Site information
- Type: Tower house
- Condition: Ruined

Location
- Clackriach Castle Location in Aberdeenshire
- Coordinates: 57°30′49″N 2°06′51″W﻿ / ﻿57.513734°N 2.114106°W

Site history
- Built: 16th century

= Clackriach Castle =

16th-century tower house in Scotland

Clackriach Castle was a 16th-century tower house, about 11 mi north of Ellon, Aberdeenshire, Scotland, and 1 mi south-east of Maud, south of the South Ugie Water.

Alternative names are Glackriach Castle and Clachraich Castle.

== History ==
The property belonged to the Keiths.

== Structure ==
Only the north-east angle of Clackriach Castle remains, about 7.0 m high. The north wall, which includes part of a window, is about 2.7 m long. In the inside angle are remains of a staircase. The walls are roughly coursed with rubble infilling, lime mortared.
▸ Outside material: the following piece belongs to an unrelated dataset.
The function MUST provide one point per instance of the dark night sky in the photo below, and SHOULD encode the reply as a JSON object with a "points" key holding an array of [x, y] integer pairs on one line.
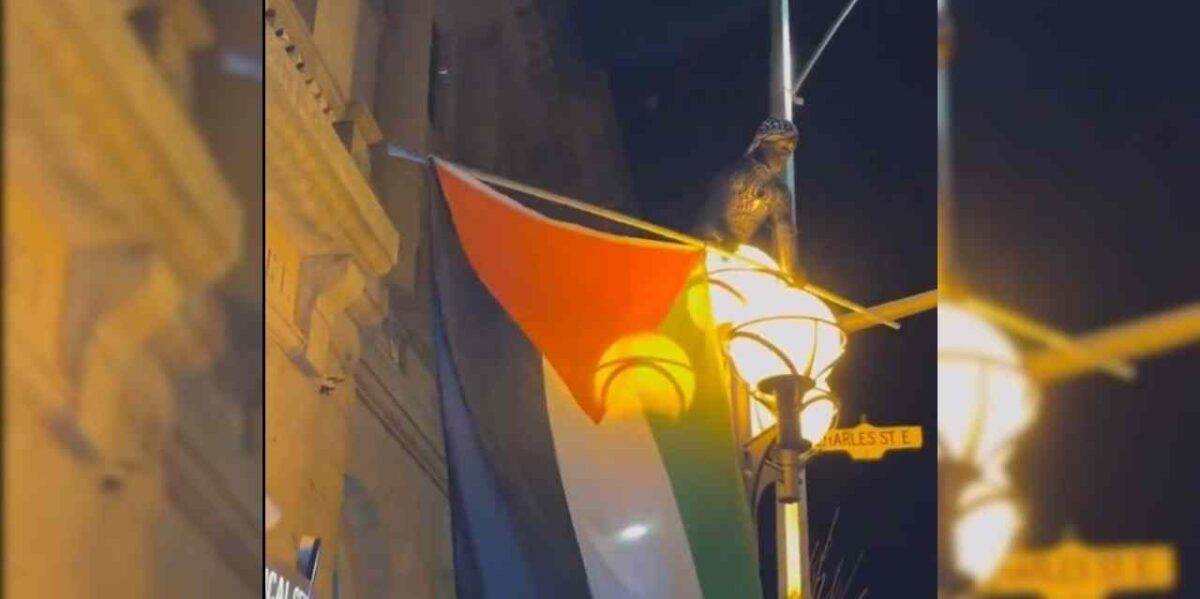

The castle was on a slight eminence. It was an oblong building with a projecting wing; there was a turreted staircase, and arched doorway and window, evidence of which remained up to the 19th century.

== Vicinity ==
The disused Mill of Clackriach dates to around 1827. As of 1990, its brick kiln was partly fallen in. Nearby Mill House is of similar age.

Windhill Farm, from the 18th century, sits high on the slopes of the Hill of Dens. It is "a crouching farmhouse with coped chimneys and large granite skew putts with a large porch, c. 1800, and pantiled steading".